Why not provide a low-gold option in the DMG so the problem of spending all that gold never even happens?


It's okay for the new edition to pursue a different path.

Just as long as everyone agrees there exist a well-used playing style that simply isn't supported by the 5e rules as written.

Just as WotC has promised a 4e conversion guide, they ought to provide a "kick in the door and loot their corpses" campaign style conversion guide too.
 

CapnZapp

Legend
If you want to allow selling of magic items, there is an option for that in the DMG. I don't have the book in front of me, so I can't give you the page number, but it essentially says that you can sell them in large cities or markets, but it will take you a certain number of days (determined by die roll) to find a buyer, and then they will either offer you far less (or sometimes in rare cases, more) for magic items. There is a roll chart to determine what kind of buyer you find.
And I am saying that option is functionally worthless.

It is an option for those who really don't want to support a magic economy but still don't want to tell your players they simply can't sell their stuff.

It is not an option for all the players who play published adventures one after the other with little or no focus on downtime.

These players are not interested in buying anything with their gold that does not directly help them on their next adventure. Buying magical items is directly helping you on your next adventure.

But the DMG removed this option without providing any alternatives.

Thus, the edition does not support this style of play. A good DM can still make it work (the d20 SRD is a good help), but she has do it all by herself, with no help from the DMG.

In fact, I consider the DMG info on magic item prices and related info to be a smokescreen. It is not helping. In fact, it is actively making it harder to set up a rational magic item economy.
 

Yeah, you (and others) keep saying so...

...but this still does not answer the question "in previous editions we enjoyed buying magic items for our gold, but now we can't find anything worthwhile to spend gold on" assuming a party that doesn't enjoy downtime or castle building.

The DMG completely fails to provide an alternative for when you have 40000 gp and tomorrow enter the Dungeon of Slaughter.

Previously, you could whet your appetite for a +3 Axe of Slaying or another equally functioning item.

Now, not so much. In fact, not at all. All options either mean doing downtime stuff, or adding rules that merely act as a money sink. (Why hand out that much gold if all you can do with it is pay a trainer to level up?)

Why not provide a low-gold option in the DMG so the problem of spending all that gold never even happens?


It's okay for the new edition to pursue a different path.

Just as long as everyone agrees there exist a well-used playing style that simply isn't supported by the 5e rules as written.

Just as WotC has promised a 4e conversion guide, they ought to provide a "kick in the door and loot their corpses" campaign style conversion guide too.

I think part of the idea is that, as players advance in levels, they start getting rewards that aren't gold and, maybe, rewards they have to spend gold on as part of the reward conditions.
 

CapnZapp

Legend
A very important part of 5e is that there's no such thing as "needing" specific magic items.
But you still gain mountains of gold.

And the main way of spending that gold has been taken away.

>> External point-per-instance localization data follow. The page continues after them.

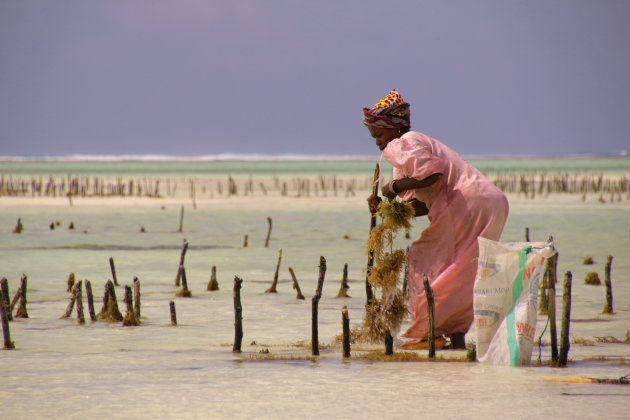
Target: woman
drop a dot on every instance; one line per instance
(461, 205)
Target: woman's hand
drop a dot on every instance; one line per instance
(387, 192)
(373, 202)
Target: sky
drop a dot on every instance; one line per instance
(281, 77)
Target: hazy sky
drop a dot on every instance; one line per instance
(194, 77)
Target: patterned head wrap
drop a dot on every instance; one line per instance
(389, 112)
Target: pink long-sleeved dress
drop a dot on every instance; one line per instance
(463, 205)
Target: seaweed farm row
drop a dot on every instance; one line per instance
(607, 187)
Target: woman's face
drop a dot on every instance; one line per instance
(383, 135)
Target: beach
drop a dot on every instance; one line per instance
(60, 368)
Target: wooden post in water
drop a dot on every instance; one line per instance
(238, 315)
(21, 310)
(345, 320)
(566, 320)
(181, 262)
(268, 233)
(90, 298)
(608, 309)
(213, 284)
(4, 317)
(113, 269)
(110, 311)
(430, 314)
(315, 303)
(272, 288)
(173, 314)
(70, 282)
(4, 288)
(184, 292)
(181, 220)
(136, 298)
(343, 289)
(296, 285)
(79, 298)
(130, 315)
(552, 278)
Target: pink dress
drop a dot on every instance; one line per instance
(463, 205)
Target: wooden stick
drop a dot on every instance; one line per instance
(430, 312)
(173, 314)
(136, 298)
(73, 299)
(552, 264)
(130, 315)
(268, 233)
(4, 316)
(4, 288)
(113, 269)
(238, 315)
(79, 298)
(566, 320)
(343, 289)
(90, 297)
(345, 320)
(608, 309)
(184, 292)
(213, 284)
(296, 285)
(181, 262)
(70, 282)
(21, 310)
(315, 303)
(181, 220)
(272, 288)
(368, 288)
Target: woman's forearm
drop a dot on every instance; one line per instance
(405, 184)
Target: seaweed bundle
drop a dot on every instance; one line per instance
(387, 313)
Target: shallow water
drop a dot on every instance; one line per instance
(98, 370)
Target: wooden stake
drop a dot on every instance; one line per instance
(430, 314)
(238, 315)
(184, 292)
(4, 288)
(296, 285)
(213, 284)
(368, 288)
(345, 320)
(315, 303)
(343, 289)
(608, 309)
(70, 282)
(566, 320)
(268, 233)
(21, 310)
(113, 269)
(181, 220)
(181, 262)
(130, 316)
(73, 299)
(4, 316)
(272, 288)
(173, 314)
(90, 297)
(136, 298)
(552, 265)
(79, 298)
(110, 311)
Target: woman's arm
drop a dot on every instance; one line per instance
(405, 184)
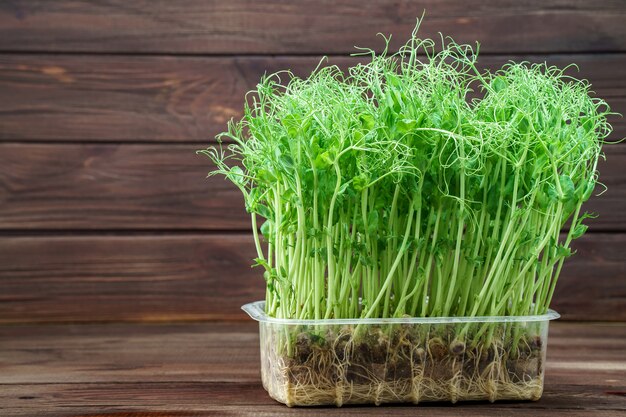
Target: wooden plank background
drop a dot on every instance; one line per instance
(105, 212)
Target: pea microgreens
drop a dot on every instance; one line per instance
(387, 192)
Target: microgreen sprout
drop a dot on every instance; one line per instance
(385, 191)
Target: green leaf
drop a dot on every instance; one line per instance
(579, 230)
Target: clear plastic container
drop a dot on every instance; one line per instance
(376, 361)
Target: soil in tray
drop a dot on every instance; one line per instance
(403, 364)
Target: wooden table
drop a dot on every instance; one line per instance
(205, 369)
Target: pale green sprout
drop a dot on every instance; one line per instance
(386, 192)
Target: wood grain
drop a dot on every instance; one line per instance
(164, 187)
(198, 277)
(97, 187)
(305, 27)
(147, 98)
(213, 369)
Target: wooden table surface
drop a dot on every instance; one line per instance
(205, 369)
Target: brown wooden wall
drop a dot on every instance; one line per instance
(105, 212)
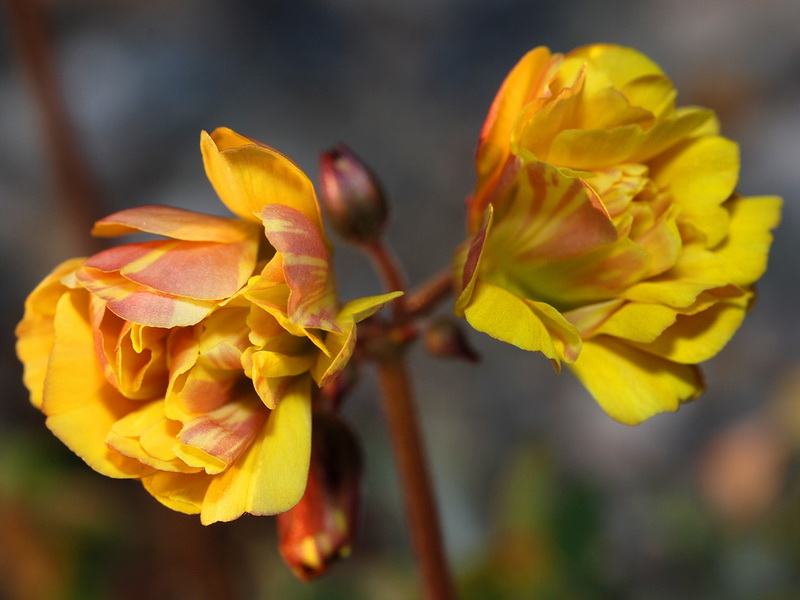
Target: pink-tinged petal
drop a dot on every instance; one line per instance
(632, 385)
(270, 477)
(197, 270)
(215, 440)
(553, 217)
(140, 304)
(80, 405)
(248, 175)
(183, 492)
(174, 222)
(35, 334)
(306, 266)
(270, 371)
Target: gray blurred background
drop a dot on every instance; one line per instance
(406, 84)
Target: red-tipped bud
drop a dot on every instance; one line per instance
(444, 337)
(352, 196)
(321, 527)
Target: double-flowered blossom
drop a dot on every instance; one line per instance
(189, 361)
(605, 230)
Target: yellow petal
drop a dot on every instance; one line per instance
(81, 406)
(148, 436)
(529, 325)
(248, 176)
(270, 477)
(698, 337)
(700, 175)
(183, 492)
(35, 333)
(638, 322)
(632, 385)
(215, 440)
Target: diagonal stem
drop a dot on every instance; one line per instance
(413, 471)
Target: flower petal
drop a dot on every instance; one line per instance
(80, 405)
(306, 265)
(140, 304)
(529, 325)
(197, 270)
(35, 334)
(632, 385)
(270, 477)
(215, 440)
(248, 175)
(173, 222)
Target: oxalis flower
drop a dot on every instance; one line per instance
(605, 229)
(188, 362)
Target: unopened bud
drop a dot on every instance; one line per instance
(321, 527)
(444, 337)
(351, 195)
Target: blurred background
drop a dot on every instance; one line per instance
(541, 494)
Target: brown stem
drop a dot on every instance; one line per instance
(423, 299)
(413, 471)
(391, 273)
(74, 187)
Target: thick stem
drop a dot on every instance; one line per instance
(415, 481)
(73, 183)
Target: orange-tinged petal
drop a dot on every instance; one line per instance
(528, 80)
(35, 333)
(632, 385)
(552, 217)
(215, 440)
(80, 405)
(197, 270)
(306, 266)
(270, 477)
(596, 149)
(248, 176)
(174, 222)
(141, 304)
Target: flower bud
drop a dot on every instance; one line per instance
(351, 195)
(321, 527)
(444, 337)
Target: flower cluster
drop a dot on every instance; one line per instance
(189, 361)
(605, 229)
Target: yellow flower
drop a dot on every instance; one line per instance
(188, 361)
(605, 229)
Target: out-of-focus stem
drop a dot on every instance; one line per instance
(423, 299)
(413, 470)
(73, 184)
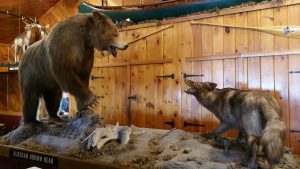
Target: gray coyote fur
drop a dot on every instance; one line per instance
(255, 114)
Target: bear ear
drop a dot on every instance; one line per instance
(213, 86)
(98, 18)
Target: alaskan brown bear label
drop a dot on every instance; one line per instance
(34, 157)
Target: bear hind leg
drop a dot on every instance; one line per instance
(30, 106)
(52, 102)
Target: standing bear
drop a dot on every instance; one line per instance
(63, 62)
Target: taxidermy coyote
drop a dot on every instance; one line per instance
(254, 114)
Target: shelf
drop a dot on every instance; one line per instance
(12, 113)
(9, 69)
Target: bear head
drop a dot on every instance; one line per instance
(104, 34)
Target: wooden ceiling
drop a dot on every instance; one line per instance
(9, 25)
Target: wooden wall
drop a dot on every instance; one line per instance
(206, 50)
(188, 49)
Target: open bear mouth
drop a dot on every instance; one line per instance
(113, 50)
(190, 91)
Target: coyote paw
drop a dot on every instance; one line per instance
(84, 113)
(208, 135)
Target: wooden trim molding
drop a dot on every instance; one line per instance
(226, 11)
(134, 63)
(243, 55)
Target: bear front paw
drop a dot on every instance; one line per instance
(84, 113)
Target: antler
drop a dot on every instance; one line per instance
(24, 19)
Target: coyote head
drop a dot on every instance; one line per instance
(197, 87)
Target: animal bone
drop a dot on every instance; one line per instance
(22, 41)
(42, 30)
(124, 135)
(100, 136)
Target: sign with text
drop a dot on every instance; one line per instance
(34, 157)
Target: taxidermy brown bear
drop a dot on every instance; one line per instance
(63, 62)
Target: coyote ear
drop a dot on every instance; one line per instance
(213, 86)
(99, 18)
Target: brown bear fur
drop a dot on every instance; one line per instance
(63, 62)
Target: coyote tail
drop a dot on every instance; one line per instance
(272, 140)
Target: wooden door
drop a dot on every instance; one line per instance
(151, 96)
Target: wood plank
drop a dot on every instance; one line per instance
(187, 103)
(294, 90)
(186, 51)
(176, 93)
(229, 35)
(3, 92)
(3, 69)
(95, 86)
(104, 92)
(217, 65)
(167, 82)
(197, 40)
(138, 49)
(134, 92)
(120, 89)
(218, 36)
(159, 93)
(241, 43)
(150, 95)
(141, 96)
(218, 78)
(230, 82)
(14, 100)
(254, 46)
(267, 44)
(206, 115)
(111, 96)
(196, 106)
(167, 100)
(281, 71)
(207, 39)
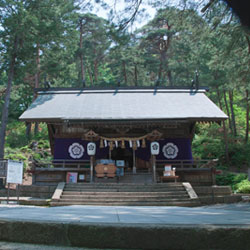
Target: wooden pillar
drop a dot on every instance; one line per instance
(154, 168)
(134, 162)
(91, 168)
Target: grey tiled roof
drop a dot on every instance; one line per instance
(126, 104)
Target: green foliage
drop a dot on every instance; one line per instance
(231, 179)
(243, 187)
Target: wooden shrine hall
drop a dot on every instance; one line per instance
(107, 135)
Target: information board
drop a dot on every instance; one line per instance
(3, 168)
(15, 172)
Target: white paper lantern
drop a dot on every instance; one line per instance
(91, 148)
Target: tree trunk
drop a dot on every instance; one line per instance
(5, 112)
(124, 73)
(96, 71)
(160, 72)
(224, 129)
(247, 116)
(169, 74)
(37, 81)
(227, 109)
(90, 76)
(28, 130)
(81, 56)
(232, 112)
(136, 75)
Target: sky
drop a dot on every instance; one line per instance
(119, 6)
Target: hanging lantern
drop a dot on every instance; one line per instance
(111, 146)
(123, 144)
(101, 143)
(134, 145)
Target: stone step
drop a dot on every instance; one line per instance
(145, 203)
(77, 197)
(124, 199)
(122, 194)
(124, 184)
(122, 191)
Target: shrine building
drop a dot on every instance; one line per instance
(121, 123)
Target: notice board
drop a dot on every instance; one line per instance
(15, 172)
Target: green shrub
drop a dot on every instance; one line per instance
(243, 187)
(230, 179)
(225, 179)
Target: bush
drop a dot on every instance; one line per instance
(243, 187)
(230, 179)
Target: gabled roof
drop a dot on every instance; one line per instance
(122, 104)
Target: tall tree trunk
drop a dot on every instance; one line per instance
(160, 72)
(227, 109)
(169, 74)
(28, 129)
(124, 73)
(5, 111)
(247, 116)
(90, 76)
(230, 92)
(136, 75)
(224, 128)
(37, 80)
(81, 56)
(96, 71)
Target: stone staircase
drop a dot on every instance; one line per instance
(121, 194)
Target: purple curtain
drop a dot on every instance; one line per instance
(172, 149)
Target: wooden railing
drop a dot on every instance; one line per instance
(61, 165)
(183, 164)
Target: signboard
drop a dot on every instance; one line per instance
(3, 168)
(15, 172)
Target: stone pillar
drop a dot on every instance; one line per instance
(134, 162)
(91, 168)
(154, 168)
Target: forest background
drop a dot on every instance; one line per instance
(62, 43)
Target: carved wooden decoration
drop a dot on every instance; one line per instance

What should you spend your gold on now?

What is all the gold FOR?

(For your answer please assume that you aren't interested in building a church, or donating to the orphans. You simply enjoy adventures and dungeons, and want options that increase your chances of survival.

I'm not saying it's wrong to donate to orphans. Just that not all players find that interesting. Especially players coming from, you know, the two previous editions and the last decade of the game...)
 

What is all the gold FOR?

(For your answer please assume that you aren't interested in building a church, or donating to the orphans. You simply enjoy adventures and dungeons, and want options that increase your chances of survival.
Gold won't help you for that. You don't need gold. Just don't pick up gold when you find it lying around in dungeons, it will only slow you down.